My team is using the wiki/rest/api/content?expand=body.view,history,version endpoint to fetch content from Confluence. The specific focus is to access all page content which includes the created by, editor and body. Our goal is to store this content in Elasticsearch along with other app’s data used like Betterworks, Salesforce, Slack etc. for example, which we would have a search bar on the front-end to search up terms or people and return a curated list of content from each app which the content contains the search term sorted by relevance, i.e. why we’re utilizing Elasticsearch.

The content endpoint is paginated by default for efficiency which only allows us to request 100 records at a time, thus we are using a while loop in our server to make subsequent requests using the next url provided by the previous request’s response. The issue is, each subsequent request seems to take longer to response. Every response is slower and slower until the request takes too long and we receive a 504 gateway timeout.

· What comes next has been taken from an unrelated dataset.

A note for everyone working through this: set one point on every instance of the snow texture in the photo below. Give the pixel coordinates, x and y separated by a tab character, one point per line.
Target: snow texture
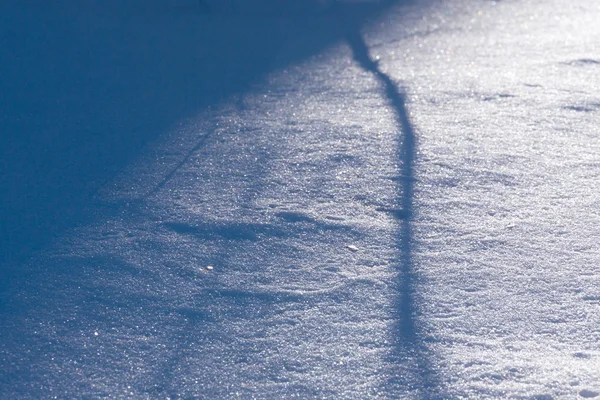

We decided to handle the error gracefully by adding an axios interceptor which upon a 504 failure would take the URL and reduce the limit to 25. We have several conditions in place to handle failures which will eventually set the limit to 1 record at a time. When the subsequent requests have failed enough to now only be requesting 1 record at a time, eventually that even fails.

At first I thought maybe it’s our codebase and the fact that we’re making many requests, but then I decided to make a single request for a single record in Postman, and it failed. Here’s the URL I used: https://dialexa.atlassian.net/wiki/rest/api/content?next=true&expand=body.view,history,version&limit=1&start=4036. The list is set to 1 and the start point is 4036. It takes about 3 minutes, but eventually this fails with a 504. This seems like an issue with Confluence’s content endpoint and how the data is index. The higher the start is set along with the limit and what content is expanded, it appears this causes the issue.

Is this a known issue or are there any work arounds?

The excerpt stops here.